Step 3: Pay Down Technical Debt for Increased Stability: These insights also tell us where our systems are most vulnerable to breakages, likely the areas where technical debt has been accrued through coding shortcuts, unresolved low-level defects, or lagging patching. Now the teams have time to pay this down and can plan their work (they can do this for toil automation, too) by writing user stories in their backlog. The teams can monitor their backlog over time now for work types – they’ll see that unplanned work dropping, an increase in toil automation, and tasks addressing technical debt. Then those will start to decrease too as the systems become more stable.
Step 4: Use Chaos Engineering for Antifragility: Once the systems have achieved sufficient stability and the teams are confident and can see they have the time available, they can start planned, controlled experiments to break them and learn from the results. We move beyond stability here towards resilience and then antifragility.

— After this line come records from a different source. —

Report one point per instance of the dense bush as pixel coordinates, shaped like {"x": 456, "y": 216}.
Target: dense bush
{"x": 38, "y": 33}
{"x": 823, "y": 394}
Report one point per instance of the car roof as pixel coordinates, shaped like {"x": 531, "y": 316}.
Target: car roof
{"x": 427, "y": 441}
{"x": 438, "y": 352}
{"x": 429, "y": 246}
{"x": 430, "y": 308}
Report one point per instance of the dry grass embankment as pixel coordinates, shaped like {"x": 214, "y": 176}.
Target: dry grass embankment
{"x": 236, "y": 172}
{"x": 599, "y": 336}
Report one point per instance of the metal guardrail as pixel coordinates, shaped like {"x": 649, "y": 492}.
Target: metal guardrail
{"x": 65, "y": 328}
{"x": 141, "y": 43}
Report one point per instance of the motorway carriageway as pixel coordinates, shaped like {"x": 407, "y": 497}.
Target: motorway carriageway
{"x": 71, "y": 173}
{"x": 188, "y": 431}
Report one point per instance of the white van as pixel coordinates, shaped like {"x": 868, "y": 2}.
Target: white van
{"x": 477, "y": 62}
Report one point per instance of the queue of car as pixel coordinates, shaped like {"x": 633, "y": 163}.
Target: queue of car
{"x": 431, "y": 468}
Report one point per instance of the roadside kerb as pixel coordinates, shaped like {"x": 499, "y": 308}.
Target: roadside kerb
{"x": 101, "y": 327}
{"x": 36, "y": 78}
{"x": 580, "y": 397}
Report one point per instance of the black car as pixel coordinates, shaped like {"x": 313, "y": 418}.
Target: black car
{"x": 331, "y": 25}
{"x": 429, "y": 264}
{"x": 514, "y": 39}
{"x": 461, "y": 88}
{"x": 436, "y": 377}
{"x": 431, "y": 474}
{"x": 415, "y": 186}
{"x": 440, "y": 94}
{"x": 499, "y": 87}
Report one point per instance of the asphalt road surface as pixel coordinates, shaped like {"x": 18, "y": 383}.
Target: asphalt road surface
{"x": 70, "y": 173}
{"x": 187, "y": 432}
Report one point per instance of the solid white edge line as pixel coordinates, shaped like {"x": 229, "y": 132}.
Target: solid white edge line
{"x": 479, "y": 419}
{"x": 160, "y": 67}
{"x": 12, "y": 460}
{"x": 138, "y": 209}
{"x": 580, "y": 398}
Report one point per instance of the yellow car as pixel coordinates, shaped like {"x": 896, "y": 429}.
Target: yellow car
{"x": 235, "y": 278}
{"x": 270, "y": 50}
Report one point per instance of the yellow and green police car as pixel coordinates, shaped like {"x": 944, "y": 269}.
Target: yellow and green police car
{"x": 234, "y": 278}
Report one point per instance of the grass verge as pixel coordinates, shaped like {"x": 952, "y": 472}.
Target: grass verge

Step 5: Add More Automation for Self-healing Systems: All this time, the team now has on their hands! Unplanned work is close to zero since the causes of it have been resolved, there’s no toil left, and even when something bad does happen, it’s so quick to discover and resolve it. The team’s practiced automation to pay down that toil, and now they can take it a step further and automate fixes. This is self-healing; think of it as teaching your machines to look after themselves and each other.
There’s only really one that matters; the sublime customer experience. If your customers are happy (and your business model works), you will have a high-performing organization. As your teams evolve their observability and AIOps capabilities, your customers can experience uninterrupted service. Another work item type the teams can be working on is innovation – this is value creation for your customers. This is the stuff that differentiates you from your competitors and propels you to the top of your market.